In the middle of the fourteenth century the Council produced an effective writ by adding the clause of sub poena to the somewhat older writ of certis de causis, which was in effect a simple summons to appear before the Council “for certain reasons”. Quibusdam certis de causis is at least as old as 1346, and closely resembles the summons sent to a peer on the calling of a parliament. The great objection which common lawyers made to writs in this form was their failure to mention the cause of the summons. It was a principle of the common law that a party should not be brought into court without due notice of the matters which he would have to answer, and there is no doubt that the sub poena gave no such warning. Protests in parliament became frequent.

On the other hand, it must be remembered that in most cases the party must have known the real reason for his summons, for litigation as a rule is preceded by private negotiations, and in any case, having appeared, he was given ample time to prepare his defence. The best justification, however, for the Chancery’s practice, must no doubt be sought in the fact that the common law was a warning example of the mischief which might result if a plaintiff were compelled to state in detail his cause of action in the originating writ, with the almost inevitable consequence that he was unable to make any change once the writ was issued. It was, no doubt, the deliberate policy of the Chancery to avoid this situation, and this policy is constantly adhered to, as witness the freedom with which Chancery pleadings could be amended.


Persons who desired extraordinary relief addressed themselves to the King and his Council. As the ultimate source of jurisdiction the King had long been accustomed to receive complaints from persons who alleged that they were unable, in law or in fact, to obtain redress in the usual courts. It has been suggested1 that Edward I was glad to encourage these approaches, but was compelled by their numbers, and by the need of checking the handling of them by his subordinates, to insist that they be presented in writing, as petitions. In doing this, he was following papal practice, and like the popes, soon found it necessary to devise a procedure by which the easy cases were dispatched to the departments and dealt with by officials, while difficult matters came before him and the Council, in order to prevent the work of Parliament being obstructed by their number. It soon became normal for large panels of “receivers” and “triers” of petitions to be set up at the beginning of every parliament. When Parliaments were less frequent, it seems that these applications (which continued to increase rapidly during the later fourteenth century), finally constituted a large and steady charge upon the Council’s time.

Just as one part of the local enforcement problem was attacked by setting up the new institution of justices of the peace for local matters, so the deficiencies of the central courts were being supplied by the King’s Council. For a time, Parliament had occasionally served as a court of royal discretion, but by the middle of the fourteenth century Parliament itself had become an institution which to some extent could be regarded as separate from the Council.3 The Council nevertheless remained in its ancient position of a small group of officials, household officers, clerks and advisers, continually attendant upon the King, and therefore exercising in his name that residuum of discretion and equity which was inseparable from the royal person. As Parliament became more settled in its powers, petitioners who sought extraordinary relief addressed themselves to the Council; and in any case, even if their petitions had been presented in Parliament, it was most likely that it would be the Council which actually passed upon them.

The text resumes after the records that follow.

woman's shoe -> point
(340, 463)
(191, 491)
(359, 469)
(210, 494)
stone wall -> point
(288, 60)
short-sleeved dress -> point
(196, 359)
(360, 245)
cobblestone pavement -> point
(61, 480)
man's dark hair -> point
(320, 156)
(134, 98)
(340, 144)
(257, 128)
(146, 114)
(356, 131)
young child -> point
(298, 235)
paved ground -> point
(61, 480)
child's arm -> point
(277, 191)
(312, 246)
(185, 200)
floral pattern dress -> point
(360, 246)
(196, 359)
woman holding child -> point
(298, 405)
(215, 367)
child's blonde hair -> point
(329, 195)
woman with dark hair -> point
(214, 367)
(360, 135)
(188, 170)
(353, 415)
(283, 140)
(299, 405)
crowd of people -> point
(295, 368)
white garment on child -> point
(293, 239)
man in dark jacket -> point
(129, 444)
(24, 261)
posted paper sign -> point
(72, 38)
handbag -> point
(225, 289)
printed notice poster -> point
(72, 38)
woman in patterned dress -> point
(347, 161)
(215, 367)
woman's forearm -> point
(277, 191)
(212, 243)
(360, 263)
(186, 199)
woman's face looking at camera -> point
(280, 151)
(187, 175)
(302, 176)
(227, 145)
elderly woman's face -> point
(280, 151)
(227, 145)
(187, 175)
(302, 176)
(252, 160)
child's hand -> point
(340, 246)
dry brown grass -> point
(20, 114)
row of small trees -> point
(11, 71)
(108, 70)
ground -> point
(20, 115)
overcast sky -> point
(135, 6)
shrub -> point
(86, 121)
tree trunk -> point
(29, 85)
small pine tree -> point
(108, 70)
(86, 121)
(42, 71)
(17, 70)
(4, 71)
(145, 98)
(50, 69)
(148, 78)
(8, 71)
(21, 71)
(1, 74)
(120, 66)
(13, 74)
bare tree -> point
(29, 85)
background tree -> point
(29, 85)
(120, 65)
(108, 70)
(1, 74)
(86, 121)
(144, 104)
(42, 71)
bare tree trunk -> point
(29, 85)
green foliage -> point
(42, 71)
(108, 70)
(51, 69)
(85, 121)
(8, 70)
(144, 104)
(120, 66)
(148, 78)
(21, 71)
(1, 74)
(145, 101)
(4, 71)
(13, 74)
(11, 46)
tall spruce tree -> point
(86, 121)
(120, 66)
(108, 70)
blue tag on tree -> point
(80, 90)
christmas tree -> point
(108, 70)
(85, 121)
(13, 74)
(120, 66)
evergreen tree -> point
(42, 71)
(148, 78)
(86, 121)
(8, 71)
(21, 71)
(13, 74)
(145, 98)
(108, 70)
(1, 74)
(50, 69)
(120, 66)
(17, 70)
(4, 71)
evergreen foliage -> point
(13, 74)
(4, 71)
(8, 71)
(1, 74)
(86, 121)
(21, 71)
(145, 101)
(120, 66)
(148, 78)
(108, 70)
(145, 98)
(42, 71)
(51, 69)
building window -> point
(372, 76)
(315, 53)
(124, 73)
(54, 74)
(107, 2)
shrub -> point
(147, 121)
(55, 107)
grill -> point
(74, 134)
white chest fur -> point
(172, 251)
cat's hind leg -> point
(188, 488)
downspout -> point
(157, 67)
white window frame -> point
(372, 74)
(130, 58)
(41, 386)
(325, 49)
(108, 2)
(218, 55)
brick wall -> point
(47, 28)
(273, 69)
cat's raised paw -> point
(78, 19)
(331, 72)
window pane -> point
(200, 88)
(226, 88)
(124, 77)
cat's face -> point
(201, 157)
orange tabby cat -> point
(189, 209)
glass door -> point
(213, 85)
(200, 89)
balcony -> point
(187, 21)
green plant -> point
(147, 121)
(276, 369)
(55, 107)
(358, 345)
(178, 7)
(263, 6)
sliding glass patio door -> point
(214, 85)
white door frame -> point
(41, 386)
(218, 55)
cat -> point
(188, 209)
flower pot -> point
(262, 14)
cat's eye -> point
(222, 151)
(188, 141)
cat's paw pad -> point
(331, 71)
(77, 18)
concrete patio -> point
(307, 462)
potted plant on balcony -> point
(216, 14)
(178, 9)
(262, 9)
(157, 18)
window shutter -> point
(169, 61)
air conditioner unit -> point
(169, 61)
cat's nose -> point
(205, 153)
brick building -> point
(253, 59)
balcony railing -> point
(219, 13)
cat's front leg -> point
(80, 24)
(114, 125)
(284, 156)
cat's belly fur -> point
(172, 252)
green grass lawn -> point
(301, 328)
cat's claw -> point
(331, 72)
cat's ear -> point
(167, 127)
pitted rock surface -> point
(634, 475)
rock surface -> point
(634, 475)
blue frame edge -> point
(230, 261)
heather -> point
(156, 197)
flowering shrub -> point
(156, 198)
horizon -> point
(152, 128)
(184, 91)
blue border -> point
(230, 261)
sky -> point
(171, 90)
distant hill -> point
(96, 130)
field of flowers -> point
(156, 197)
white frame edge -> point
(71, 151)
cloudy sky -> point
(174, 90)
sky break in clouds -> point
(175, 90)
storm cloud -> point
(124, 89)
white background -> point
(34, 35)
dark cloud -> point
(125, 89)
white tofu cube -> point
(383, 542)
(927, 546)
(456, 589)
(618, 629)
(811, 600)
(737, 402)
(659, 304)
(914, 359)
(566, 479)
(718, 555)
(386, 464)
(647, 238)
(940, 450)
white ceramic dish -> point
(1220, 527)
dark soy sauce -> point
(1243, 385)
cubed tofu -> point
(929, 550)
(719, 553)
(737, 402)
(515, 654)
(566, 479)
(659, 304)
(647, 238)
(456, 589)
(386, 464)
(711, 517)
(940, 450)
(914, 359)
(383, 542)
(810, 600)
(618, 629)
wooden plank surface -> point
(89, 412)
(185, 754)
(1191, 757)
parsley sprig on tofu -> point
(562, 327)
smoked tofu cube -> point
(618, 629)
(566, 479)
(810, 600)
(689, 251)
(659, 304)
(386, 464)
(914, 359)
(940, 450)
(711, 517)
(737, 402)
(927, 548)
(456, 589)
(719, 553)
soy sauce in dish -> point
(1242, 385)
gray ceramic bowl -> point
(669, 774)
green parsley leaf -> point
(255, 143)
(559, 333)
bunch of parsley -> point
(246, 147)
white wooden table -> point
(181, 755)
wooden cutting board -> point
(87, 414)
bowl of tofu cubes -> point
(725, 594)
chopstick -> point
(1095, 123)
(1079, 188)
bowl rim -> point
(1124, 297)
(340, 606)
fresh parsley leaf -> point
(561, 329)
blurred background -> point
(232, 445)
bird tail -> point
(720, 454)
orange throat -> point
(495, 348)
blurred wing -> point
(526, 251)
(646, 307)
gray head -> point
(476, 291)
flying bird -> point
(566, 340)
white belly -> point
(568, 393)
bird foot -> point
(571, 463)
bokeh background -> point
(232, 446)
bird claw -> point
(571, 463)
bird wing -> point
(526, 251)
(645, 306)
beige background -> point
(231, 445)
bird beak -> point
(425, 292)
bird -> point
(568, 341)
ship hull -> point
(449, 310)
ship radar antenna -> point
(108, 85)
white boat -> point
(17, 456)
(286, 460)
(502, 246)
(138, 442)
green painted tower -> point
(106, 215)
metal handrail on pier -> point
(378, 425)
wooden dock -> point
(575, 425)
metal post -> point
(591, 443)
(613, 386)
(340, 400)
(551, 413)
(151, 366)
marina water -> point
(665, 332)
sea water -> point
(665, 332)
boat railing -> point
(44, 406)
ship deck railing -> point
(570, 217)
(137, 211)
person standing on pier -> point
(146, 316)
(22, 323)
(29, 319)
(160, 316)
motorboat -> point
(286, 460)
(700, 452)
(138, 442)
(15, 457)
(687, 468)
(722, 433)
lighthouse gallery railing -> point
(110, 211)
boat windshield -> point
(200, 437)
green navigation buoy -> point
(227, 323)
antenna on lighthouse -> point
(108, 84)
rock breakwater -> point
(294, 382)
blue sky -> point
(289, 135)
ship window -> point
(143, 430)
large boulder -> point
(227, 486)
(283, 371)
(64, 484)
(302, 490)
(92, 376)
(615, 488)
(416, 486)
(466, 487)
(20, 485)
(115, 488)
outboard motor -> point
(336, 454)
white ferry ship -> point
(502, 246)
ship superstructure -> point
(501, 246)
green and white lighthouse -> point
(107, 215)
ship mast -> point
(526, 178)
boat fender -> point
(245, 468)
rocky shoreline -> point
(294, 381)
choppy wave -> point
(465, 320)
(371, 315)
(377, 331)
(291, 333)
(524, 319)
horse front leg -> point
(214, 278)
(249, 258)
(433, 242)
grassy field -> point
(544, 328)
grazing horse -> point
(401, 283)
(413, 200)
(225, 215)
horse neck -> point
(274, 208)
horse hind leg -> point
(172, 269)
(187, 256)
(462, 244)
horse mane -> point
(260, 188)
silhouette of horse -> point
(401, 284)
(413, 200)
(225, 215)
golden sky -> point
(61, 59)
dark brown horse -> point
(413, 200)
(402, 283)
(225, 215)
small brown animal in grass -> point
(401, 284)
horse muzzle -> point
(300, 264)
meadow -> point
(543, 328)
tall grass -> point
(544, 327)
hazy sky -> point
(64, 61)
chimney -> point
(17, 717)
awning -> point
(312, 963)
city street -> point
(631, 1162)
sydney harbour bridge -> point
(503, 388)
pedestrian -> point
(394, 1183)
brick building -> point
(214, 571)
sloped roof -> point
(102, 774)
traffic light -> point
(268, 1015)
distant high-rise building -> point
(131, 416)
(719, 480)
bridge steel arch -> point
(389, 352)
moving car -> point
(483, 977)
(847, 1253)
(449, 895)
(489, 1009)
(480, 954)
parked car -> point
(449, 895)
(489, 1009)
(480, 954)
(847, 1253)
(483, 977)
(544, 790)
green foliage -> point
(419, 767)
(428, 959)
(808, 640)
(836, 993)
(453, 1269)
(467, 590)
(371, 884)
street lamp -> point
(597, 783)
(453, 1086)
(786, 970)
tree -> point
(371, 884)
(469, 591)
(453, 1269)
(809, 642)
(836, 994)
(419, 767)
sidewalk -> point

Indeed, a variety of addresses occur in the petitions of the middle and later fourteenth century. Sometimes they are sent to the King, sometimes to the Council or the Parliament, and sometimes to the Chancellor or some household official. In any case it was the Council which generally took action, irrespective of the address upon the petition. The administrative and political duties of the Council were already exceedingly heavy, and the mass of petitions which streamed in every day immensely increased its task. Then, too, besides petitions, the Council itself would sometimes initiate proceedings of a semi-judicial character by calling upon some local magnate who was too powerful to be reached by the ordinary courts, to appear before the Council under the penalty (sub poena) of a sum of money to answer for his misdeeds—which were  usually some form of oppression or disorder. The Council therefore found itself burdened with a growing mass of semi-judicial business; some of it could be transferred to the courts of common law, but some of it had to be considered by the Council itself, either because unusual relief was necessary, or because the parties were too influential to be amenable to the ordinary process of the courts. The problem arose of how to deal with this business. The same solution was found as in previous cases. A routine was established and officials were assigned for its working, only in this case an already existing institution, the Chancery, was used to carry out these new duties.

In 1415 the writ sub poena was denounced as a subtlety invented in the previous reign by John Waltham, and the examination of parties and witnesses without lawyers and without records and the use of civil and canon law forms were again vigorously denounced. The petition was bluntly rejected by the King. Another in 1421 which alleged that a sub poena was not “due process” was likewise refused.